Tom Whitmeyer, NASA’s exploration systems manager, said Tuesday that he was “very encouraged” by the outcome of the countdown trial.
“We think we had a really successful trial,” Whitmeyer said.
“There is a relative risk in continuing to exercise the hardware on the block (for another trial),” Whitmeyer said Tuesday. “This is not necessarily a risk-free situation.”
The mighty Space Launch System, powered by leftover Space Shuttle engines and thrusters, is central to NASA’s lunar mission planning. The rocket will send crews to the moon in the Orion capsule, which will connect to a landing stage delivered to lunar orbit in a separate launch. The lander will then transport the astronauts to the surface of the moon and back to the Orion spacecraft to return to Earth.
The program’s first moon landing will follow the Artemis 2 flight, a mission that will send four astronauts on a trajectory beyond the far side of the Moon and back to Earth. The Artemis 1 mission is a precursor to Artemis 2.

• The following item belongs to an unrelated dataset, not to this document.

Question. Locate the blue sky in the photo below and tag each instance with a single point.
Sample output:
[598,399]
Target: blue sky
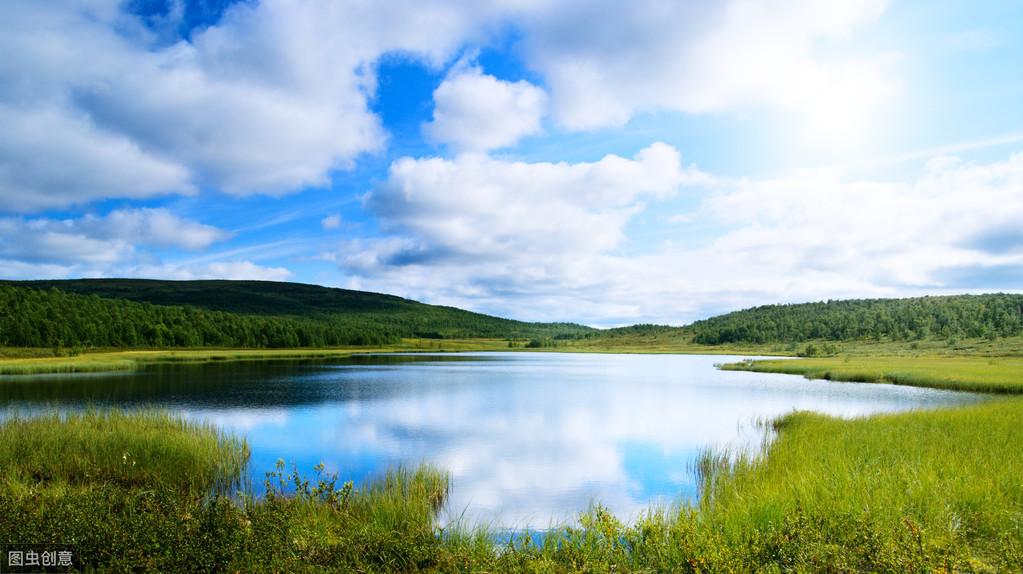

Once the Artemis 1 rocket is back inside the Vehicle Assembly Building, the Artemis ground crew will troubleshoot the leaking hydrogen connector detected on Monday. Technicians will also complete preparations for the flight termination system, which will activate to destroy the rocket if it goes off course after takeoff.
Final inspections and closures are also available within the VAB, and the ground crew will recharge the batteries on some of the CubeSat secondary payloads mounted under the Orion spacecraft.
NASA has not set an anticipated launch date for the Artemis 1 mission, but agency officials said last week that the earliest the flight could be ready for launch is in late August. NASA has Artemis 1 launch dates available for periods lasting about two weeks, when the moon is in the correct position in its orbit, and the trajectory ensures that the Orion spacecraft’s power-generating solar panels are not shadowed for more than 90 minutes at a time.
Other restrictions include requirements to meet specific parameters for re-entry and a daylight dive of the Orion capsule at the end of the mission.
The next viable release period for Artemis 1 opens on August 23rd and closes on September 6th, so more launch opportunities will be available from September 19th.